As best as I can tell it’s an issue with Libre Office trying to handle internal links in DOC files and only sometimes getting it right, and THAT’S THE KEY. Scrivener has created a correct DOC file, and the page number placeholders and internal links work, they just don’t work in Libre Office – despite the suggestion in the manual that Libre Office may be able to cope. If you had Microsoft Office installed you’d have no issues right now, but you don’t have Office and are stuck with a DOC file that isn’t being opened correctly.
Here is a list of what you need to get around this problem:
- Microsoft OneDrive
That’s it! I already had OneDrive because of my Hotmail accounts, plus I also have Microsoft OneNote installed which installs OneDrive onto your Windows machine so that you can drag and drop files.
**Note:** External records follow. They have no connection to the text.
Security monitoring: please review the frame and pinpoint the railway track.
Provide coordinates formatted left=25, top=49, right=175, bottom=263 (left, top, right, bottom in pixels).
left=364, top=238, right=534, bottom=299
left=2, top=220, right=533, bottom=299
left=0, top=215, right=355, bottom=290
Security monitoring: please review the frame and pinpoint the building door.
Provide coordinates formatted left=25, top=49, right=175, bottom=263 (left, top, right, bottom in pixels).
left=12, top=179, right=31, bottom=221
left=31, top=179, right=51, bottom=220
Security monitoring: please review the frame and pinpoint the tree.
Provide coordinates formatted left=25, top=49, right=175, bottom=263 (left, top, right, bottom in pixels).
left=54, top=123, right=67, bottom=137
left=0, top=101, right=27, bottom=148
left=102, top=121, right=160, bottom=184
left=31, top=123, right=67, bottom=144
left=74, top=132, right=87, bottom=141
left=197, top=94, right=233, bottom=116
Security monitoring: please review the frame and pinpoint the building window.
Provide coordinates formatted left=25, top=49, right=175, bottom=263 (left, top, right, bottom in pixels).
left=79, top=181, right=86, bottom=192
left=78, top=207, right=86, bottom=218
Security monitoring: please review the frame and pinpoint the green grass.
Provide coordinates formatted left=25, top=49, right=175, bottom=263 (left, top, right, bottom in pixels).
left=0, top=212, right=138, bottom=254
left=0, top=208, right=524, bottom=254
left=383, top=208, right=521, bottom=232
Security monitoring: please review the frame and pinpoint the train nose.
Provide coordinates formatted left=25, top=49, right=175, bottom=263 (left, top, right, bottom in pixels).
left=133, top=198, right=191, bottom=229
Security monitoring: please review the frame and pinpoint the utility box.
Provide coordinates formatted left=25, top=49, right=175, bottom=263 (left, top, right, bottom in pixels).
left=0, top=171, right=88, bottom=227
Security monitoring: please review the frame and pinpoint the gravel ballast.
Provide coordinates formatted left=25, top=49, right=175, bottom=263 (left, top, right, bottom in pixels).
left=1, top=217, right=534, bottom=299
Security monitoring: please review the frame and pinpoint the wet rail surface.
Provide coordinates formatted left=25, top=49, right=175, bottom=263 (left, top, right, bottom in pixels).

In case you aren’t aware of what OneDrive is just think “Dropbox by Microsoft” (in fact, you can link a Dropbox account to your OneDrive account, apparently – I’ve seen the option but never used it since I don’t have a Dropbox account).
OneDrive & Word Online
After Scrivener has output your DOC file just get it to OneDrive, whether that means emailing it to your own Hotmail account, or drag and dropping it into the OneDrive folder on your computer… just get it there. Once the file is sync’d with OneDrive and is uploaded you can now open this file with Word Online, and that’s the real gold!
Once in Word Online select on the left-hand menu “Open in OneDrive” to see all of your OneDrive files. Click your recently created DOC file and it will open for viewing. This is the body of the document once I’ve opened it:
Ignore the new “Scene 3”; I was messing-about in Scrivener while typing this and forgot to remove it. If you hadn’t noticed it… never mind. Carry on!
At this point all of the placeholders are now a different type of placeholder – the lovely “?” placeholder. Don’t fret as that’s not a problem. You are so close to being finished right now! You have nothing more to do except ask Word Online to “print” this document for you, and that option is in the top right corner of the Word Online window:
After a few seconds of Word Online processing the document it will present a link to the newly created PDF:
Click the link and you are done! Either the PDF will open in your browser, or it will download to your computer to be opened by some other PDF viewer.
Open the PDF and you’ll find that the placeholders are now filled with the correct page numbers, and they are all clickable and take you to the correct places within the PDF.
If the PDF opened in your browser find the button that lets you save the file to your computer and go ahead and save it. Probably even stick it back in the OneDrive folder for safe-keeping.
You Have A Clickable Table Of Contents
Congratulations! You now have a PDF of your Scrivener project with a clickable table of contents! Scrivener for Windows doesn’t make it a truly simple and fluid process when you don’t have the right version of Word installed, but with the right file type (DOC) and a little help from Word Online you can have a PDF with a working ToC.